Wednesday, November 10, 2004

Making excuses

Christopher Hitchens makes a good point to those who complain that Bush's camp are 'religious fanatics:':
Only one faction in American politics has found itself able to make excuses for the kind of religious fanaticism that immediately menaces us in the here and now. And that faction, I am sorry and furious to say, is the left. From the first day of the immolation of the World Trade Center, right down to the present moment, a gallery of pseudointellectuals has been willing to represent the worst face of Islam as the voice of the oppressed. How can these people bear to reread their own propaganda? Suicide murderers in Palestine—disowned and denounced by the new leader of the PLO—described as the victims of "despair." The forces of al-Qaida and the Taliban represented as misguided spokespeople for antiglobalization. The blood-maddened thugs in Iraq, who would rather bring down the roof on a suffering people than allow them to vote, pictured prettily as "insurgents" or even, by Michael Moore, as the moral equivalent of our Founding Fathers. If this is liberal secularism, I'll take a modest, God-fearing, deer-hunting Baptist from Kentucky every time, as long as he didn't want to impose his principles on me (which our Constitution forbids him to do).
It is ironic in a way that it is people who are religious themselves who have been most upfront about opposing the religious (Muslim) extremism of others. You would think secularists would have more to lose from people who seek to impose religion.

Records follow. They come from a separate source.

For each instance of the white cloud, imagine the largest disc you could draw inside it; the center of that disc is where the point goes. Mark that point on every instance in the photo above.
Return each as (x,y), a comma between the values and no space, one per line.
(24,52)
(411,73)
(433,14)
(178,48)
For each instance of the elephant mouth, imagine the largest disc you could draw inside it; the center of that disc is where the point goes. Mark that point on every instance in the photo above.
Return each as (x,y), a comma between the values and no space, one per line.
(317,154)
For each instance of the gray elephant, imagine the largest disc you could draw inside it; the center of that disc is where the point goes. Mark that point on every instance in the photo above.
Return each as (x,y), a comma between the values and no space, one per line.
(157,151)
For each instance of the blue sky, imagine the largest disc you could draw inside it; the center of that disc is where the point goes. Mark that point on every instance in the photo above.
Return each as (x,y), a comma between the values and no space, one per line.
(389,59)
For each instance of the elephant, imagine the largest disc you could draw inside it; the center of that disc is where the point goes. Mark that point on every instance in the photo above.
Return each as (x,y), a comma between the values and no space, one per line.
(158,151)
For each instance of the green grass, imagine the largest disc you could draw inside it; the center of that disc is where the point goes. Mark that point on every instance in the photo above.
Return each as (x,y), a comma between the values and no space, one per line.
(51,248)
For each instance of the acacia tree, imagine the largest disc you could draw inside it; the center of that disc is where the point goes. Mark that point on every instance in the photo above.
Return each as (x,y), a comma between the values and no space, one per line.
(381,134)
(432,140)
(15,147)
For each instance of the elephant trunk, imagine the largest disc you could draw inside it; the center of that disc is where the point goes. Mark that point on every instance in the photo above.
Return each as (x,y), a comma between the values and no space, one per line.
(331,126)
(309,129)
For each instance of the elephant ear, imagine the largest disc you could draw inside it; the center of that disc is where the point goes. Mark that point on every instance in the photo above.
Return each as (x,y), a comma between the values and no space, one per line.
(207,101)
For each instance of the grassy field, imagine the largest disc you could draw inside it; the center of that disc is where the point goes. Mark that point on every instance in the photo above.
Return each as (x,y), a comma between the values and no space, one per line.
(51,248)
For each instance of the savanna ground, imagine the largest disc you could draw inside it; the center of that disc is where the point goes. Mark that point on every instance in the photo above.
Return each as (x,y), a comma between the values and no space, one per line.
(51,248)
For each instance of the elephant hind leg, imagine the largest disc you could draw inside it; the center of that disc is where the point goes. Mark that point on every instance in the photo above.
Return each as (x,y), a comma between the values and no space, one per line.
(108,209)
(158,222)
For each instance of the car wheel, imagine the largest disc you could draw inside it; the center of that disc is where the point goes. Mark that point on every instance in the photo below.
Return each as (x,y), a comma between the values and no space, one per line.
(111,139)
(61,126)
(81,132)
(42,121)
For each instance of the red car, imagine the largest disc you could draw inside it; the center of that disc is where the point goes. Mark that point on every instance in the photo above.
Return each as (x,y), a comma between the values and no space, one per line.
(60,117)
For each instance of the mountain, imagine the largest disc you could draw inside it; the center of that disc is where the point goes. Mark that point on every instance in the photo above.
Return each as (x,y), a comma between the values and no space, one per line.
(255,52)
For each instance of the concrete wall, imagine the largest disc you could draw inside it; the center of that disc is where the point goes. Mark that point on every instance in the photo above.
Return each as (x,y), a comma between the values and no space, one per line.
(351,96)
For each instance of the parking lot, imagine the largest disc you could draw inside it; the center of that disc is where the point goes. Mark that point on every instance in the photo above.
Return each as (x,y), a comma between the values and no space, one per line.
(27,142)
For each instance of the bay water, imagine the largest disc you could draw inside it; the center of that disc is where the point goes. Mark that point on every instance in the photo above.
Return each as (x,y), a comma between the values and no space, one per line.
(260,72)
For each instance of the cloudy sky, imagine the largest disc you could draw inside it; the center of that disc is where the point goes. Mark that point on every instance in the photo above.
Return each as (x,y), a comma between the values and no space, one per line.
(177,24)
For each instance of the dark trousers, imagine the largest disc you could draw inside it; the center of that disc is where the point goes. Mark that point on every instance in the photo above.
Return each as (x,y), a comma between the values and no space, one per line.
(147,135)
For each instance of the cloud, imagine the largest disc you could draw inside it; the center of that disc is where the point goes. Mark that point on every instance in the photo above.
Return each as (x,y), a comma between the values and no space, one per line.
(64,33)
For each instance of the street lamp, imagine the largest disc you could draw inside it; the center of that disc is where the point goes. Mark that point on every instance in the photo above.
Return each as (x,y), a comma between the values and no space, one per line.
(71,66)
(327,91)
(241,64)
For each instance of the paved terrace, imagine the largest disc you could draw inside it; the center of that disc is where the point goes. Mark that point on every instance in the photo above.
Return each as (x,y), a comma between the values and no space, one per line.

The answer is, I think, that religious people understand that the Jihad is religious in nature, and understand the extremists' strength of feeling, whereas secularists see it as more of a political issue, which can be more easily solved, or as more of a racial issue, which they are more afraid to touch. In addition, religious people understand that Muslim domination would not tolerate Christianity (or Judaism) -- and so know they will be first in the firing line.